Тут Семен постарался предельно расширить смысл местоимений: то есть речь идет о будущем не вот этого конкретного волка, а как бы сводного его продолжения в потомках. Это было нетрудно, поскольку «языковой барьер» отсутствовал. Сложнее оказалось другое – такого в общении с животными Семен еще не пробовал. Он мысленно запел песню В. Высоцкого «Охота на волков» и начал «транслировать» (или телепатировать?) собеседнику соответствующие образы:
…Кричат загонщики
И лают псы до рвоты.
Кровь на снегу
И пятна красные флажков…
В такой охоте он сам никогда не участвовал, так что пришлось напрягать фантазию. Зато потом он перешел ко «второй серии», которую автор назвал «Конец охоты на волков». Вот тут Семен дал себе волю – он никогда не стрелял в животных с воздуха, но представить себя и стрелком в бортовой двери вертолета, и волком, превратившимся в «живую мишень», мог запросто. Причем со звуком, цветом и запахом. А уж эмоции, которые должен испытывать зверь, когда на него сверху опускается ревущее, невозможное в природе чудовище…
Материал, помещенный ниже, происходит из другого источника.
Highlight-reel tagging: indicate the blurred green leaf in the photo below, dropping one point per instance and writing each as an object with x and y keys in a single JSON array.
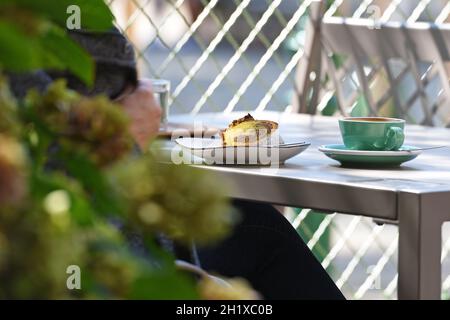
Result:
[
  {"x": 164, "y": 284},
  {"x": 95, "y": 14},
  {"x": 21, "y": 52},
  {"x": 44, "y": 183},
  {"x": 17, "y": 52},
  {"x": 104, "y": 199}
]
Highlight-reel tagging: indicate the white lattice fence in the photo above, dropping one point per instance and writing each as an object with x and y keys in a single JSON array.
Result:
[{"x": 238, "y": 55}]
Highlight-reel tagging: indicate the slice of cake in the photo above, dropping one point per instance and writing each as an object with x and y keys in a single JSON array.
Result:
[{"x": 249, "y": 132}]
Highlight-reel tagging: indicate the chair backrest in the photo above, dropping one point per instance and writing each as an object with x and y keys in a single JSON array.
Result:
[{"x": 390, "y": 69}]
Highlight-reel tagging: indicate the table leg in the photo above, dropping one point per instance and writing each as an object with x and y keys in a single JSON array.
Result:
[{"x": 419, "y": 263}]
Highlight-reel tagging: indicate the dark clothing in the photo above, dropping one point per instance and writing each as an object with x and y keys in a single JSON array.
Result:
[
  {"x": 267, "y": 251},
  {"x": 115, "y": 67}
]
Наверное, Семен перестарался, воображая вертолет и действия жертвы, оказавшейся в ситуации, не предусмотренной никакими инстинктами и рефлексами. «Конечно, победное шествие цивилизации по родной планете не было мгновенным. Многие животные успели понять, что человек – это опасность абсолютная, причем на любом расстоянии. Или, может быть, выживать и давать потомство у нас стали преимущественно те, кто научился бояться двуногих. У этих зверей такого опыта нет – на них и их предков никто никогда специально не охотился. И вдруг – такое!»
Вожак присел на лапах и, казалось, вот-вот пустит мочу от страха. Семен снял эмоционально-мысленный пресс, вытер со лба пот и усмехнулся:
– «Страшно? А ведь так будет. Правда, не скоро (ты не доживешь)».
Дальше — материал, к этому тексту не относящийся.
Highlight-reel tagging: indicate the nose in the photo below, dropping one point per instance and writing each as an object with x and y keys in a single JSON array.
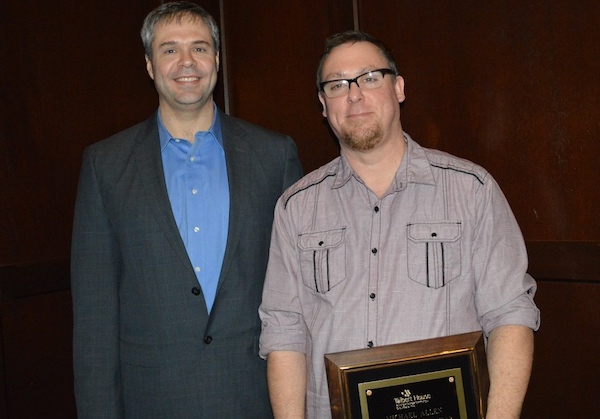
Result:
[{"x": 186, "y": 59}]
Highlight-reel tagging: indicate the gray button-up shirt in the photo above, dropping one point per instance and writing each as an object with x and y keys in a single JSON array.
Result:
[{"x": 439, "y": 254}]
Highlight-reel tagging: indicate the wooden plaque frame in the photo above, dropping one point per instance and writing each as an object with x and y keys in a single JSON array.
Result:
[{"x": 433, "y": 378}]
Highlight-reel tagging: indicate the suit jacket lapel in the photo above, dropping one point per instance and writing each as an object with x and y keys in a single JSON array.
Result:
[
  {"x": 149, "y": 161},
  {"x": 237, "y": 156}
]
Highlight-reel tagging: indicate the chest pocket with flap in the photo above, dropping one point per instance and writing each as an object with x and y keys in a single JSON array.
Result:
[{"x": 323, "y": 259}]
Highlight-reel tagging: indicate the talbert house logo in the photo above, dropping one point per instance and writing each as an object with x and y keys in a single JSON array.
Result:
[{"x": 407, "y": 401}]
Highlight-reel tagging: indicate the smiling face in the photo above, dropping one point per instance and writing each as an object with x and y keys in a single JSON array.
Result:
[
  {"x": 184, "y": 65},
  {"x": 362, "y": 119}
]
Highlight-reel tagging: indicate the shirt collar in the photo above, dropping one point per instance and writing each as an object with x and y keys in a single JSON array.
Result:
[{"x": 215, "y": 129}]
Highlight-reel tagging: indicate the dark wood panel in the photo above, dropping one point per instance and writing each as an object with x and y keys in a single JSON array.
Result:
[
  {"x": 564, "y": 381},
  {"x": 72, "y": 74},
  {"x": 36, "y": 322},
  {"x": 574, "y": 261},
  {"x": 513, "y": 86},
  {"x": 273, "y": 49}
]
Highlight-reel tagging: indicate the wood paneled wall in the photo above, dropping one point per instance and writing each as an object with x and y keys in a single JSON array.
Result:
[{"x": 511, "y": 85}]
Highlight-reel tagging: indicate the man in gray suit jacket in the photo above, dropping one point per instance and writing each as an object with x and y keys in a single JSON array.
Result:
[{"x": 170, "y": 244}]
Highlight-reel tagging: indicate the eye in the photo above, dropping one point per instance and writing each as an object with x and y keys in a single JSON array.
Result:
[
  {"x": 337, "y": 85},
  {"x": 370, "y": 78}
]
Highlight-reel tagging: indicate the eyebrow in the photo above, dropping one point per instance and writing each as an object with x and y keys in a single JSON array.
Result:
[
  {"x": 342, "y": 76},
  {"x": 197, "y": 42}
]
– «Кто они (в смысле – враги)?» «Хороший вопрос, – озадачился Семен. – Как персонифицировать зло, придав ему форму, цвет и запах? Хорошо и просто иметь конкретного врага-злодея, а так…Интересно, он поймет абстракцию?»
– «Их нет, они не нужны тебе. Они не сражаются сами. Они делают глубокий снег зимой и большую воду весной. Из-за них гибнут мамонты, бизоны и олени. Двуногие тоже гибнут – сами или сражаясь друг с другом. Этим силам я должен помешать. Если ты против меня, то твоих потомков будут убивать с ревущих птиц».